The year 2016 is definitely going to be the year of Ransomware. In this year we have already witnessed some of the biggest names among Ransomwares such as Cerber and its variants, FairWare, Petya, Wildfire, and Zepto. And now a new player Mamba Ransomware has joined the league. The name Mamba comes from the deadly snake specie found in Central and Southern Africa.
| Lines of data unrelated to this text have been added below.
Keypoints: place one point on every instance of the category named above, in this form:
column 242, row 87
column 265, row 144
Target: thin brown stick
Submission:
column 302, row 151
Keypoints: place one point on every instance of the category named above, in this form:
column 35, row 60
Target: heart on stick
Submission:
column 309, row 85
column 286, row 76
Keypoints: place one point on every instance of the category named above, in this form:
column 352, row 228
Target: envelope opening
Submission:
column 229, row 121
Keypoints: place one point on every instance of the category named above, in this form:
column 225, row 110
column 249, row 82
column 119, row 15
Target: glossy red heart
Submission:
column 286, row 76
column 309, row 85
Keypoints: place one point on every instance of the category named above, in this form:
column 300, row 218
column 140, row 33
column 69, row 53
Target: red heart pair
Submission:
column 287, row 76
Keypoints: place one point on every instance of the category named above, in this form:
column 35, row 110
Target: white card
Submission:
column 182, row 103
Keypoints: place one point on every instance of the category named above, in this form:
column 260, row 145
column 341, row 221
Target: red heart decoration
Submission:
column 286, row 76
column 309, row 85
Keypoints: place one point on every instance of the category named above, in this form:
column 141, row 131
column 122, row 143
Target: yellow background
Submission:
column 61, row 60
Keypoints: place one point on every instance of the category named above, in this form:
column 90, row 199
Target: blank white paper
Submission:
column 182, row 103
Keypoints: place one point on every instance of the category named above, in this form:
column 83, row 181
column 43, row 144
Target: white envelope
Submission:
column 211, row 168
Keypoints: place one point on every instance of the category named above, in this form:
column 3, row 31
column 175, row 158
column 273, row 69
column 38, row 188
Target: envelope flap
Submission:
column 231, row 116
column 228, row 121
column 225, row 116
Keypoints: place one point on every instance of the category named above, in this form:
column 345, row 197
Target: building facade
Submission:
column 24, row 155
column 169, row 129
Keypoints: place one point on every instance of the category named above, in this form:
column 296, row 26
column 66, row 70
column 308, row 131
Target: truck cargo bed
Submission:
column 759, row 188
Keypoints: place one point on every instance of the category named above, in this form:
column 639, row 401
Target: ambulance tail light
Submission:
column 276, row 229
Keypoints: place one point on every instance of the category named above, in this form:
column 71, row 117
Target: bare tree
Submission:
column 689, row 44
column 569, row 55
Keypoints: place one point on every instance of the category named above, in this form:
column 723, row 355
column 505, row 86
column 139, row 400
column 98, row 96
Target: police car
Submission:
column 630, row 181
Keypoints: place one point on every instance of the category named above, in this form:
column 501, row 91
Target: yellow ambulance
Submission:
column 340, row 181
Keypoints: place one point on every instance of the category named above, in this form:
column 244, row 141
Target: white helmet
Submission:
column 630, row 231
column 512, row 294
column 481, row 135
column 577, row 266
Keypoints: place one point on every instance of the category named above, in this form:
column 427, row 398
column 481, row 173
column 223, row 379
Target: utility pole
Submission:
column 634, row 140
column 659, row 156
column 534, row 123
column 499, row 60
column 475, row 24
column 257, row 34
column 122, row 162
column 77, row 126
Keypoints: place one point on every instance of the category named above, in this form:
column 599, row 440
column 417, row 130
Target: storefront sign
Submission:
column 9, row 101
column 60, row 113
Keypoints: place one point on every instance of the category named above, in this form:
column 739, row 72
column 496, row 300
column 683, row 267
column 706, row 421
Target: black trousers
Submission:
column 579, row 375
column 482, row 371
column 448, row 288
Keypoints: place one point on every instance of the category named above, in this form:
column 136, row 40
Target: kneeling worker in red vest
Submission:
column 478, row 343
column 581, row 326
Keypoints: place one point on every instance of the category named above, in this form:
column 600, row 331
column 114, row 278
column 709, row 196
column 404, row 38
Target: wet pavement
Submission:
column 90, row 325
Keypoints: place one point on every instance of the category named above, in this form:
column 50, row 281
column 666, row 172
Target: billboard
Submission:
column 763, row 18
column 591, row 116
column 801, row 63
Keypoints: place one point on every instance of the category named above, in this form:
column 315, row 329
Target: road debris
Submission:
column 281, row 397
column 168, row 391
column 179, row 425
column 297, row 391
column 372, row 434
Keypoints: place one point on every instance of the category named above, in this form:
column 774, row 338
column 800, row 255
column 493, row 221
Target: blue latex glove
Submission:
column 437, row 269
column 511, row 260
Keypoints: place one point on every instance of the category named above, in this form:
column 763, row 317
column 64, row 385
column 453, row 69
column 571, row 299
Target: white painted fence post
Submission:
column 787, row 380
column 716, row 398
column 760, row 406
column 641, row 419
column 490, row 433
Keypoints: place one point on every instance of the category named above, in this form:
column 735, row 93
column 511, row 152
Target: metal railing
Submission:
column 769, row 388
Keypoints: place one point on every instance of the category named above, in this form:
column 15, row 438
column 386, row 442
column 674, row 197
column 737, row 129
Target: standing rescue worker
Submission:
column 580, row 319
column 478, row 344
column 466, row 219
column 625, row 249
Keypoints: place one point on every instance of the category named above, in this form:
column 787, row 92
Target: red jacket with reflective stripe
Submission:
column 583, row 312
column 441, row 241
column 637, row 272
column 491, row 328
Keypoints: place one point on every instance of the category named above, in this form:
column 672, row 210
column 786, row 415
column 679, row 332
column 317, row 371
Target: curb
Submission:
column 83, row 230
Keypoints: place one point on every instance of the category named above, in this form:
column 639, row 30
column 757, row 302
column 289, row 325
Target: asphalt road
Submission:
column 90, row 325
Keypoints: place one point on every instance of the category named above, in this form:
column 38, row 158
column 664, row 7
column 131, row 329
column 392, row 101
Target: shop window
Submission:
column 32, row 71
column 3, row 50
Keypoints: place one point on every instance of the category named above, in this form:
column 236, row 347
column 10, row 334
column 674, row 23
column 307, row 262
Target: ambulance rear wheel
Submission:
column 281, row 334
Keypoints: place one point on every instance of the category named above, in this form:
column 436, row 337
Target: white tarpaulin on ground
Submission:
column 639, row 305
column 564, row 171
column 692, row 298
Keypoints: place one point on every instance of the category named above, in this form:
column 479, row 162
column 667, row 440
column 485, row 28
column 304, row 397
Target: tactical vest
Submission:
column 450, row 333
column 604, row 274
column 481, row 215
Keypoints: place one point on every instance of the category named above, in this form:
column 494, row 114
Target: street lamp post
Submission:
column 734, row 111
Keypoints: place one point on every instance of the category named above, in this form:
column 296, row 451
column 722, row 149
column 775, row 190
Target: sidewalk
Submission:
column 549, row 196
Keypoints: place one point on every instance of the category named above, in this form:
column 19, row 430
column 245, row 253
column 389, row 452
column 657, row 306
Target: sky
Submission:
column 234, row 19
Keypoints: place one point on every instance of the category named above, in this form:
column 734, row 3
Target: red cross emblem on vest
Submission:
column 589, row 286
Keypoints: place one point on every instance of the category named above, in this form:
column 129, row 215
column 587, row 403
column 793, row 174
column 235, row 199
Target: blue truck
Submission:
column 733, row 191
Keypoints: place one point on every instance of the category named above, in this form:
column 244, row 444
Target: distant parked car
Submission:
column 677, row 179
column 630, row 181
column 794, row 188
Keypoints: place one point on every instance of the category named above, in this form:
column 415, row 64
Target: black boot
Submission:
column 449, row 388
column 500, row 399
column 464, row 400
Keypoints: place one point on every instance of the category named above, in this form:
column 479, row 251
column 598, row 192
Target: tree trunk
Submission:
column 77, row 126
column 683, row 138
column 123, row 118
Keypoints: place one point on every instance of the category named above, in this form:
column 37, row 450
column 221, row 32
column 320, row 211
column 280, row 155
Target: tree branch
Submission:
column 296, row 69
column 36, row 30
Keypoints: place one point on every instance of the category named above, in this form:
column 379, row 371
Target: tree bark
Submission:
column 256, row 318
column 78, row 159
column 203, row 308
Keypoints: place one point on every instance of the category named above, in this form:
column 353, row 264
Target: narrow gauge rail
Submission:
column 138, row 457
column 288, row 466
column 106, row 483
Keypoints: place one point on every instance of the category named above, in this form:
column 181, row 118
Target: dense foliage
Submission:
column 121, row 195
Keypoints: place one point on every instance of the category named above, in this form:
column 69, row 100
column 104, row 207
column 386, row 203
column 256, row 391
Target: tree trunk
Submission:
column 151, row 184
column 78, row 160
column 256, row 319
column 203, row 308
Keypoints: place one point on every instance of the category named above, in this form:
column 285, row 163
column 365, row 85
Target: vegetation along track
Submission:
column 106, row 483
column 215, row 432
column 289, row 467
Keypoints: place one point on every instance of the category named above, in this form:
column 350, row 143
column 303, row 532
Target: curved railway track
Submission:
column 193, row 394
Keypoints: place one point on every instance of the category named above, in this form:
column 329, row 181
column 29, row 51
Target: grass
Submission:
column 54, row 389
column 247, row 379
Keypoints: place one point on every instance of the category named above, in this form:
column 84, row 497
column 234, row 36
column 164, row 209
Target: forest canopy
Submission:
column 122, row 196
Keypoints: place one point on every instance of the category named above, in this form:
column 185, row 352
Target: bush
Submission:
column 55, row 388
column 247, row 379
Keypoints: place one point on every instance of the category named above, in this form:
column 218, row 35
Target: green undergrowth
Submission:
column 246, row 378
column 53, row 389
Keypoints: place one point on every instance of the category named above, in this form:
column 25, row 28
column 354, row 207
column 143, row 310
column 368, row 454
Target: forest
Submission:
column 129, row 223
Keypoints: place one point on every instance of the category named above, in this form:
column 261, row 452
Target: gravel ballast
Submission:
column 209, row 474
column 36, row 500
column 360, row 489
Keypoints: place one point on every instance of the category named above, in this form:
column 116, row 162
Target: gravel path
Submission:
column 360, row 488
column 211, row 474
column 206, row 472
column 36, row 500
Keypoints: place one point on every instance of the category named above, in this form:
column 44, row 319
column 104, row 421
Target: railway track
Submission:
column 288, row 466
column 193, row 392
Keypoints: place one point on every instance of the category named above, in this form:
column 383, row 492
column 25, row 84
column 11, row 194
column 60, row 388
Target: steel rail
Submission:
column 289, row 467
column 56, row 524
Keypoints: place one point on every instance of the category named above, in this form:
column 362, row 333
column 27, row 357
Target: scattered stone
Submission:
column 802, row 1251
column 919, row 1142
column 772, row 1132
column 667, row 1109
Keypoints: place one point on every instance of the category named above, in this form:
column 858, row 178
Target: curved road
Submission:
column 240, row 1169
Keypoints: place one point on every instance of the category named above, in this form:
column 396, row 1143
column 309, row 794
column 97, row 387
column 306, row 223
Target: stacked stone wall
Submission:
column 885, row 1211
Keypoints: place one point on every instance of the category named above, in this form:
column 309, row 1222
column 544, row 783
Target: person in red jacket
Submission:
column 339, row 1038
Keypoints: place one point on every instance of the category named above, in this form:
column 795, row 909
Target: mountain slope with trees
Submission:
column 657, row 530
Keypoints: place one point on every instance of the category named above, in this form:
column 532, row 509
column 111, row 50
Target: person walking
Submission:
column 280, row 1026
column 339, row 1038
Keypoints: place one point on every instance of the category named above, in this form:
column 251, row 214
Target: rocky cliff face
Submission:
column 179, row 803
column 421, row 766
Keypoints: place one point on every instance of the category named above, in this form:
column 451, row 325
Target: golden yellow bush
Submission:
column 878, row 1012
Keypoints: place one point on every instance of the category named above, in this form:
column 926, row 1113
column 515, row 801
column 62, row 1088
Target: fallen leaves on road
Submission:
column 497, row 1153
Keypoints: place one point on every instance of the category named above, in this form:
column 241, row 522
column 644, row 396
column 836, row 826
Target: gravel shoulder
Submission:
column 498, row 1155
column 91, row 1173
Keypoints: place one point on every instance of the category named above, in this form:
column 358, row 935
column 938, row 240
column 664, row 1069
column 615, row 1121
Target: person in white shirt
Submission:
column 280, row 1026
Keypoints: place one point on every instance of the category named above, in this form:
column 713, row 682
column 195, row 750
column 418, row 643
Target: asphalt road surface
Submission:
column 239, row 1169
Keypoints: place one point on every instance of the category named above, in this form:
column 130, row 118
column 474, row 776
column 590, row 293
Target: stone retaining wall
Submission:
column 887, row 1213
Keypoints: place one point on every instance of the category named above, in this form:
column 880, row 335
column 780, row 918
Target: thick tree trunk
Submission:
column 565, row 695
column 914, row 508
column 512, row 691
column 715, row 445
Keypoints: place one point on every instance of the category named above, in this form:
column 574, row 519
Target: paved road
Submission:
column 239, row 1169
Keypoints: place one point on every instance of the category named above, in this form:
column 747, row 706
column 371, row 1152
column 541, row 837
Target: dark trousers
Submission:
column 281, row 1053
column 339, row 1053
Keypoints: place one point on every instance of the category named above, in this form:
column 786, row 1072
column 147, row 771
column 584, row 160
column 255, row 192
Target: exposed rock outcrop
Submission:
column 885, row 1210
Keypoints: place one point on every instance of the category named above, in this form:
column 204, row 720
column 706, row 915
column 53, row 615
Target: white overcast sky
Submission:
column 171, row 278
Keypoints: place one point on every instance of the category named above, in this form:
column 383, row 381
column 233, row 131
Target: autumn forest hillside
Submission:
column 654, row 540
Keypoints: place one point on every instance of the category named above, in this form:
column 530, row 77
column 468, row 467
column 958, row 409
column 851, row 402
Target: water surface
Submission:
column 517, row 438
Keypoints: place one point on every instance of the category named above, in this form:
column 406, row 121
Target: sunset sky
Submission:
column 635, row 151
The Ransomware Mamba has been found in India, Brazil and the United States. It was discovered by a Brazilian company Morphus Labs when it was investigating an infection at an energy firm which has its subsidiaries in India and the United States.
Source: Morphus Labs
As per the security experts at Morphus Labs, the Ransomware is being spread via emails through “phishing”. Once the user is tricked into downloading the infected file that comes as an attachment in the email, the malware installs and gets executed. Thereafter it overwrites the existing Master Boot Record with a custom MBR after which it encrypts the hard drive. Mamba uses disk-level cryptography to encrypt the whole partitions of the disk. In this sense it is quite advanced from other Ransomware that still use the traditional strategy of encrypting individual files. The malware targets the Windows operating system. Once the system is infected with Mamba it prevents it from booting up without a password. The password is infact the decryption key which the hackers provide only after a ransom is paid in Bitcoins. The hackers behind Mamba are demanding a ransom of one Bitcoin per infected host for providing the decryption key.
The disk-level cryptography used in Mamba is somewhat similar to the one used in Petya as both are targeting the disks. While Petya encrypts the Master File Table, Mamba on the other hand locks up the hard drives using an open source disk encryption tool called DiskCryptor. It is with this tool that Mamba encrypts the entire hard drive and not the individual files.